Das Zypriotisches Außenministerium hat die Zahl bekannt gegeben und erklärt: »Viele christliche Kultstätten wurden in Moscheen, Depots der türkischen Armee, Lagerhallen und Heuschuppen umgewandelt.«
Ein Bericht vom gatestoneinstitut erinnert an die Besetzung der Mittelmeerinsel: »Die Türkei hat zwei große völkerrechtliche Verbrechen gegen Zypern begangen.
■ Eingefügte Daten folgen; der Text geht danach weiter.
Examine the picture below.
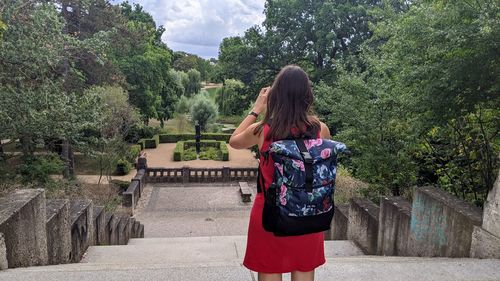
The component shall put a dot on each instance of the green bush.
(133, 152)
(224, 151)
(38, 168)
(142, 143)
(149, 143)
(172, 138)
(210, 149)
(189, 154)
(210, 153)
(179, 151)
(123, 167)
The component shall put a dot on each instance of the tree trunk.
(26, 144)
(65, 158)
(71, 160)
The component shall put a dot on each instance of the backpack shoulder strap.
(308, 161)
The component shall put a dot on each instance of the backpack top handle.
(308, 161)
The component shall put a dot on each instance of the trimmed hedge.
(149, 143)
(133, 152)
(224, 150)
(179, 151)
(172, 138)
(181, 146)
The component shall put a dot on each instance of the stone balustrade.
(36, 231)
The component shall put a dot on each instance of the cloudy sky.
(198, 26)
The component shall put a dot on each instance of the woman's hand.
(261, 102)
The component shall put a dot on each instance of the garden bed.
(209, 150)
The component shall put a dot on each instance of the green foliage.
(230, 98)
(204, 111)
(194, 82)
(38, 168)
(123, 167)
(173, 138)
(133, 153)
(149, 143)
(209, 150)
(179, 151)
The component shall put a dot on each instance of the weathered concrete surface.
(123, 230)
(131, 196)
(491, 215)
(215, 210)
(338, 230)
(99, 225)
(484, 244)
(394, 226)
(219, 258)
(486, 240)
(58, 231)
(3, 253)
(140, 177)
(114, 231)
(441, 224)
(363, 224)
(82, 227)
(141, 231)
(22, 221)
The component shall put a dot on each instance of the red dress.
(267, 253)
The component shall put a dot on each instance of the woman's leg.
(303, 276)
(269, 276)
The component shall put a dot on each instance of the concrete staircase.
(220, 257)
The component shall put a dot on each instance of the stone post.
(486, 239)
(185, 174)
(226, 174)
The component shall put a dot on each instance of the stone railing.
(187, 174)
(435, 224)
(37, 231)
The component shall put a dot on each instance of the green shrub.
(133, 152)
(189, 154)
(210, 153)
(179, 151)
(224, 151)
(123, 167)
(172, 138)
(141, 131)
(38, 168)
(142, 143)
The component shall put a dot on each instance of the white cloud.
(199, 26)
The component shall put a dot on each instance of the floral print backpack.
(300, 198)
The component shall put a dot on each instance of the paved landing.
(194, 210)
(219, 258)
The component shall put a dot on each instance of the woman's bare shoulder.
(325, 131)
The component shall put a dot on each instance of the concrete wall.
(3, 253)
(99, 225)
(82, 229)
(486, 239)
(363, 224)
(441, 224)
(394, 226)
(22, 221)
(58, 231)
(338, 230)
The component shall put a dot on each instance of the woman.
(287, 109)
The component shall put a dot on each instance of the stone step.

Sie ist in einen kleinen, schwachen, aber modernen und unabhängigen europäischen Staat eingedrungen und hat ihn gespalten.«
Die Türkei verfolgt nun ungestraft und weitgehend unbeachtet zwei Strategien, mit der Tatsachen geschaffen werden sollen und die Vorherrschaft der Türkei zementiert wird. Zum einen wird der demographische Charakter der Insel verändert, es gibt mehr und mehr Muslime. Zum anderen wird systematisch die Zerstörung und Vernichtung des kulturellen Erbes vorangetrieben. Die Insel Zypern wird ihrer einzigartigen Geschichte beraubt.
Es hat einige spektakuläre Fälle gegeben, die Beachtung gefunden haben. So ist das Mosaik des heiligen Markus aus dem sechsten Jahrhundert, das der niederländische Ermittler, der es ausfindig machte, als »eines der letzten und schönsten Beispiele für Kunst aus der frühbyzantinischen Zeit« bezeichnete, erst kürzlich in einer Wohnung in Monaco geborgen und an zypriotische Beamte zurückgegeben worden. Doch insgesamt gesehen hat die Zerstörung der christlichen Kultur in Zypern keinerlei Aufsehen erregt.
In einem Artikel auf news.artnet wird darauf hingewiesen, dass die UNESCO die absichtliche Zerstörung des kulturellen Erbes als Kriegsverbrechen einstuft. Doch gegen die Türkei werden keine Stimmen laut. »Unterdessen bleibt die Türkei, die seit mehr als vier Jahrzehnten die bewusste Zerstörung des kulturellen Erbes des besetzten Zyperns begeht, Mitglied der NATO und Kandidat für die Mitgliedschaft in der Europäischen Union«, heißt es weiter auf news.artnet.
Wir sollten das Schicksal Zyperns als Warnung sehen.